Data Retention

Kent English, Director of IT at Doña Ana County

Kent English, Director of IT at Doña Ana County

Too Much Information

How much information is too much information? At some point maintaining more data than is actually required can become an expensive burden, in both time and money. Consider if you were storing an extra ten (10) years of data and experienced a security breach. The threat exposure could be exponentially greater considering the potential financial obligation, damage to reputation, and the resource hours needed to unlock or recover the data. Suppose you receive a public records request for all information on a particular subject. All releasable documents in your possession must be provided even if beyond the legal requirements for retention. If all the

information was stored digitally, then a search wouldn’t take significantly longer but that storeroom full of boxed records could present a problem. Even though computer storage is getting more affordable, it can still be expensive to keep adding capacity to it for growing historical data. Many older applications were not designed to purge data. They might support deleting individual records but provided no means to remove bulk information based on some age threshold.

Data Retention

A key component to any Data Management Framework is establishing a Data Retention policy. The minimum retention should be based on the legal and regulatory requirements of your organization. Some industries have their own mandates such as Government (FOIA), Healthcare (HIPAA), and Financial services (FINRA). Then consider the operational requirements to support your business. What data is needed to service your customers, forecast budgets, predict growth, and satisfy compliance? Some departments may have a strong business case to keep information longer, for example, to perform tax audits or fraud investigations. Sensitive data like Personally Identifiable Information (PII) and Payment Card Industry (PCI) information may require that it has a shorter retention to minimize risk. All these factors should be carefully considered when defining the policy.

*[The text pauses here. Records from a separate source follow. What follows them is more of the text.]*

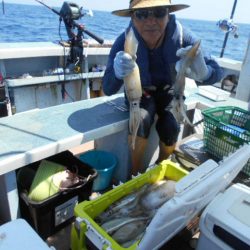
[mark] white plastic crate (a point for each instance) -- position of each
(225, 223)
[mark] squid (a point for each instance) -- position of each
(133, 89)
(178, 108)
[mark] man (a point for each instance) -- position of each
(162, 43)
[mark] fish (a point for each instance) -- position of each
(129, 231)
(113, 225)
(157, 194)
(178, 109)
(132, 84)
(127, 206)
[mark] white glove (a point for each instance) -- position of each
(123, 64)
(198, 70)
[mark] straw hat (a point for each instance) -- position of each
(142, 4)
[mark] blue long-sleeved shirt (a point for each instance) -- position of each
(157, 67)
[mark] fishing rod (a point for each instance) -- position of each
(227, 34)
(3, 7)
(68, 13)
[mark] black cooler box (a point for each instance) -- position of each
(52, 214)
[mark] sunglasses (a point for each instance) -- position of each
(143, 14)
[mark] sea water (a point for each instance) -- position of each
(30, 23)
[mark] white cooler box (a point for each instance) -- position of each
(225, 223)
(192, 193)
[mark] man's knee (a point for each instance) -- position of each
(168, 129)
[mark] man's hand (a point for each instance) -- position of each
(198, 70)
(123, 64)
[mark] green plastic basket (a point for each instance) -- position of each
(225, 130)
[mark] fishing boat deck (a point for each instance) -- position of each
(39, 135)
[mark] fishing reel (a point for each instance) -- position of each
(228, 26)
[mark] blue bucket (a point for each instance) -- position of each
(104, 163)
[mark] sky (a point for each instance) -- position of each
(200, 9)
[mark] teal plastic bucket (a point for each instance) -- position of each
(104, 163)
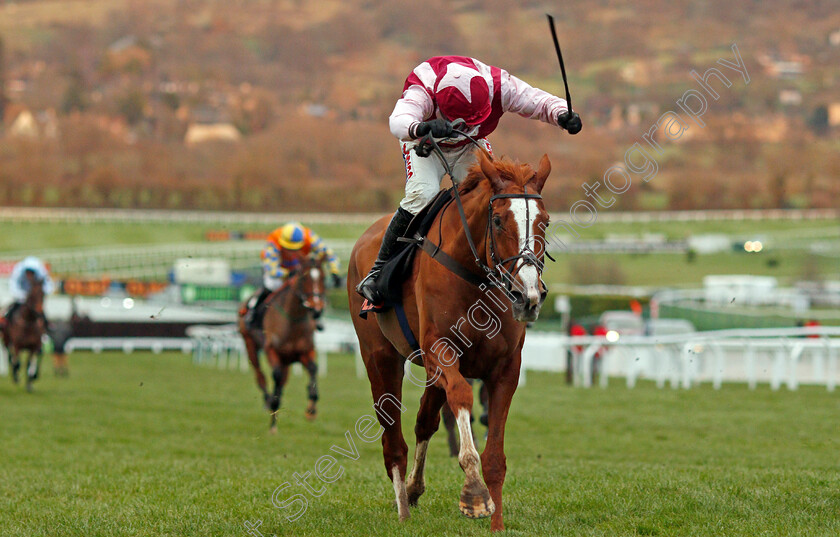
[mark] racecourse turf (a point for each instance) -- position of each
(153, 445)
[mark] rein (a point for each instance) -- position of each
(425, 147)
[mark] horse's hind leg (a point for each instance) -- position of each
(385, 368)
(428, 421)
(311, 367)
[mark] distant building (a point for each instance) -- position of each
(790, 97)
(199, 133)
(24, 126)
(788, 67)
(834, 115)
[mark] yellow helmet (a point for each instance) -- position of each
(291, 236)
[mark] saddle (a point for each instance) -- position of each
(397, 269)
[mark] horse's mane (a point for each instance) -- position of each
(511, 170)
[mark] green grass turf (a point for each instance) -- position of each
(148, 445)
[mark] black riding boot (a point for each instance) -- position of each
(253, 319)
(369, 287)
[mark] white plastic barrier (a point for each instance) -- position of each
(776, 356)
(223, 345)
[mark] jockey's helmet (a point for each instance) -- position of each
(291, 236)
(462, 93)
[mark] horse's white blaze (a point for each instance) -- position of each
(468, 455)
(525, 216)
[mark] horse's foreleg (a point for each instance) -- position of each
(493, 459)
(14, 364)
(33, 362)
(312, 388)
(449, 423)
(278, 373)
(254, 358)
(475, 499)
(428, 421)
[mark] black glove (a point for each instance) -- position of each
(440, 128)
(570, 122)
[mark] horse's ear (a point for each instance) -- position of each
(490, 171)
(542, 174)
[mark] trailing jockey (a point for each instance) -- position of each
(282, 255)
(24, 274)
(438, 92)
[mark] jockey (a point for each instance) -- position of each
(24, 273)
(438, 92)
(281, 256)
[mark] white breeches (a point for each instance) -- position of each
(423, 175)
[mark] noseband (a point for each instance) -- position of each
(525, 254)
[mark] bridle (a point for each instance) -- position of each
(498, 272)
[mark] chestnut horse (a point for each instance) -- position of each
(465, 329)
(24, 331)
(288, 334)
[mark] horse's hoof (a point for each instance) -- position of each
(476, 502)
(414, 492)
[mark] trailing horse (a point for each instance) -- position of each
(468, 308)
(23, 332)
(287, 334)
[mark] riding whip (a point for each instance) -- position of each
(560, 58)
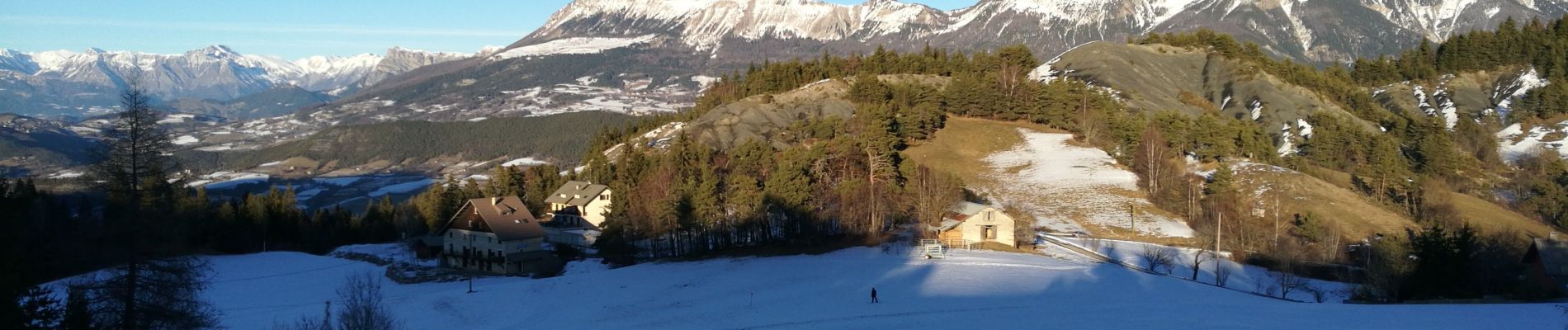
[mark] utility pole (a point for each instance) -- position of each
(1217, 224)
(1132, 219)
(1277, 219)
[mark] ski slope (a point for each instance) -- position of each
(970, 290)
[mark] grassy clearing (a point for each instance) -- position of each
(1329, 195)
(961, 149)
(1346, 211)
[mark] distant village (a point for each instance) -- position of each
(501, 235)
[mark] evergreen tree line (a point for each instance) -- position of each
(1405, 160)
(1397, 155)
(841, 177)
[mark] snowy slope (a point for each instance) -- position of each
(970, 290)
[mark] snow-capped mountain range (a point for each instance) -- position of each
(1313, 30)
(656, 50)
(62, 80)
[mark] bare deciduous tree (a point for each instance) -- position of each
(362, 307)
(935, 193)
(1287, 282)
(1158, 257)
(1197, 262)
(1222, 274)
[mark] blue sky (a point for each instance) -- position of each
(289, 29)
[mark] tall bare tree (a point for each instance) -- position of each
(1151, 158)
(151, 288)
(935, 193)
(362, 305)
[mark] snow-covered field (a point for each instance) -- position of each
(1242, 277)
(1515, 143)
(1073, 188)
(970, 290)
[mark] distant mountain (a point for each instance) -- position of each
(662, 52)
(31, 146)
(273, 102)
(85, 83)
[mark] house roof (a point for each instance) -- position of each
(576, 193)
(503, 216)
(1552, 255)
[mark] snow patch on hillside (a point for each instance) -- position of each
(402, 188)
(1066, 186)
(573, 45)
(524, 162)
(186, 139)
(1504, 94)
(1514, 143)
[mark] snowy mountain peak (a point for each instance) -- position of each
(215, 52)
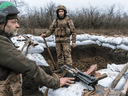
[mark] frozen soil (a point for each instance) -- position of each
(83, 57)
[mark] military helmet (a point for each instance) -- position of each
(7, 8)
(61, 7)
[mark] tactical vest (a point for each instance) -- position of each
(62, 28)
(12, 86)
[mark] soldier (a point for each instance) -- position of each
(13, 63)
(63, 28)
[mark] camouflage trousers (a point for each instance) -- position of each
(12, 86)
(63, 53)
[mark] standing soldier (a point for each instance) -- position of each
(63, 28)
(13, 63)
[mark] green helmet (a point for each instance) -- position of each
(7, 8)
(61, 7)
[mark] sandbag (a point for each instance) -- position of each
(38, 58)
(108, 45)
(88, 42)
(116, 41)
(122, 46)
(33, 49)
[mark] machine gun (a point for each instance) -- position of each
(91, 81)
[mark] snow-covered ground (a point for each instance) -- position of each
(76, 89)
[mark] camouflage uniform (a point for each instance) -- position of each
(63, 29)
(13, 63)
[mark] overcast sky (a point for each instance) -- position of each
(73, 4)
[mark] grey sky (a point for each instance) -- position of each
(73, 4)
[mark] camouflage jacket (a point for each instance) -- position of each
(62, 29)
(13, 60)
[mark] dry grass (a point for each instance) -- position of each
(107, 32)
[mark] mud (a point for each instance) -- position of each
(83, 57)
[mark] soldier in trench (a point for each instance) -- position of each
(13, 64)
(63, 28)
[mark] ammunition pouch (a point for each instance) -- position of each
(12, 86)
(60, 31)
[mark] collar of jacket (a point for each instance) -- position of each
(8, 35)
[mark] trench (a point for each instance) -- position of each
(83, 57)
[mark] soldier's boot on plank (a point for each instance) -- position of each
(59, 70)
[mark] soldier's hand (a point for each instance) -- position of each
(43, 35)
(73, 45)
(66, 81)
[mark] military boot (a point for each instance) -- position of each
(59, 70)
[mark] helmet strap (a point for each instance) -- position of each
(5, 26)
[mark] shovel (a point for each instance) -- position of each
(102, 91)
(50, 54)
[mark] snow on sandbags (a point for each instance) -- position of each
(14, 39)
(88, 42)
(78, 43)
(33, 49)
(51, 38)
(51, 44)
(19, 45)
(125, 41)
(42, 44)
(108, 45)
(81, 37)
(116, 41)
(98, 42)
(112, 71)
(39, 39)
(73, 90)
(102, 39)
(38, 58)
(122, 46)
(94, 37)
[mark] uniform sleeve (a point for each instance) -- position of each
(13, 59)
(51, 29)
(73, 31)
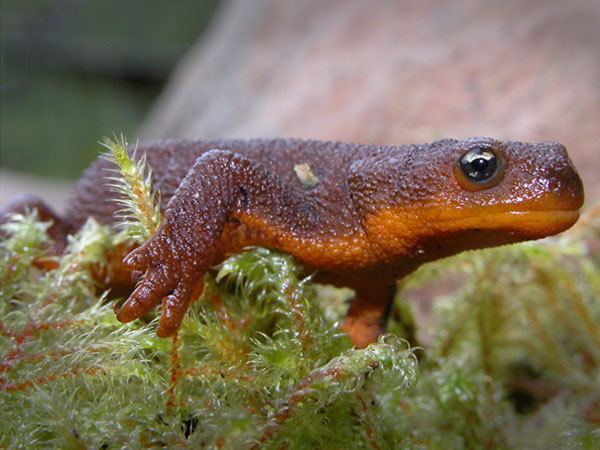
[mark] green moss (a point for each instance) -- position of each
(508, 359)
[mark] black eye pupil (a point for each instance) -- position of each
(479, 164)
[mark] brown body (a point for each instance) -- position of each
(366, 216)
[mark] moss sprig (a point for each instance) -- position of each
(132, 180)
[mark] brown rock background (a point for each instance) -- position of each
(394, 72)
(386, 72)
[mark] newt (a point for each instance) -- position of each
(360, 216)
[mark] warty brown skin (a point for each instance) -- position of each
(375, 214)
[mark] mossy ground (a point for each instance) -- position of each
(508, 359)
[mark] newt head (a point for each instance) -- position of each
(477, 193)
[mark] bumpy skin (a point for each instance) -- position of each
(376, 213)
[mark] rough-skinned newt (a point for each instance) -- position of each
(360, 216)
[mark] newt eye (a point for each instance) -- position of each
(480, 168)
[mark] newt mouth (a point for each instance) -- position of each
(531, 224)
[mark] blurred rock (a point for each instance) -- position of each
(394, 72)
(53, 191)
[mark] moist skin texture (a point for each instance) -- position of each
(363, 217)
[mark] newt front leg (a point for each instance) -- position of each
(174, 260)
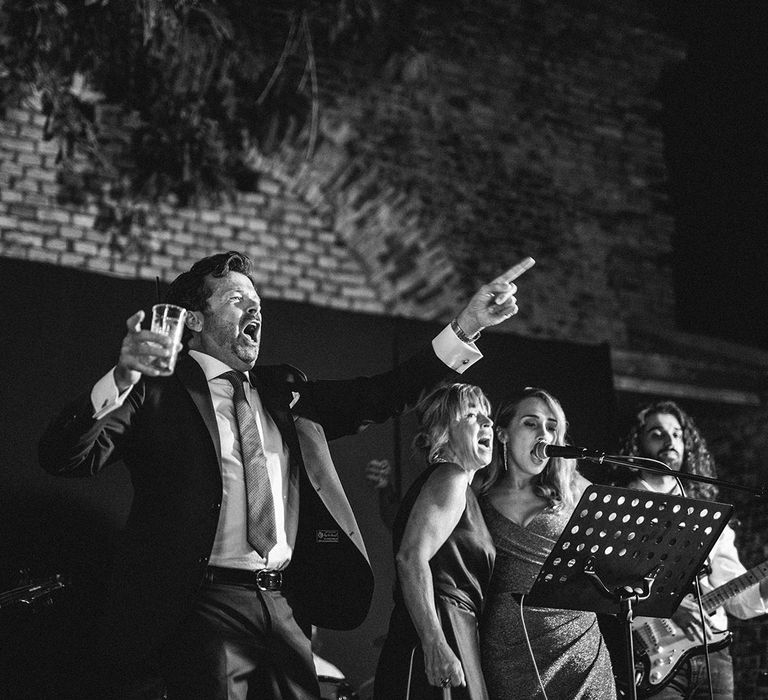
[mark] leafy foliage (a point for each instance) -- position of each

Data Location & Categorization

Once you have defined your retention policy, the next step is locating the data. There are many places where it can be stored that would need to be considered, such as:

• Desktop computer internal / external drives

• Network shared storage / folders

• Company cloud drives

• On premise application servers (filesystems / databases)

• Cloud-based Application as a Service (AaaS), Infrastructure as a Service (IaaS)

• Backups

After the data has been located, you will need to determine the type of data being stored. Categorizing the information will help map it to the Data Retention Policy that was previously defined. It will also be helpful to identify the owner of the data and who else has access to it.

Data Clean-Up

The retention policy should also include directions for disposing of data. While applying the retention policy to the categorized data, you can start purging anything that is found to be out of scope. Security is also important for any process established for the destruction of data. Make sure that the disposal is compliant for each type of data processed. For ongoing maintenance, you can create rules or scripts that will automatically delete data based on the defined retention periods. If you also define where each type of data should be stored in your policy, it could help to reduce redundant copies of information and improve security. Most modern storage systems also include features for deduplication so that only one copy is stored and subsequent copies are included just by reference. The same technique may also be used for common blocks of data and not just entire documents. Using summarization can reduce the amount of historical information retained to just the important facts. Why keep something like daily timecard punches when all you may need is the total number of hours worked for the pay period?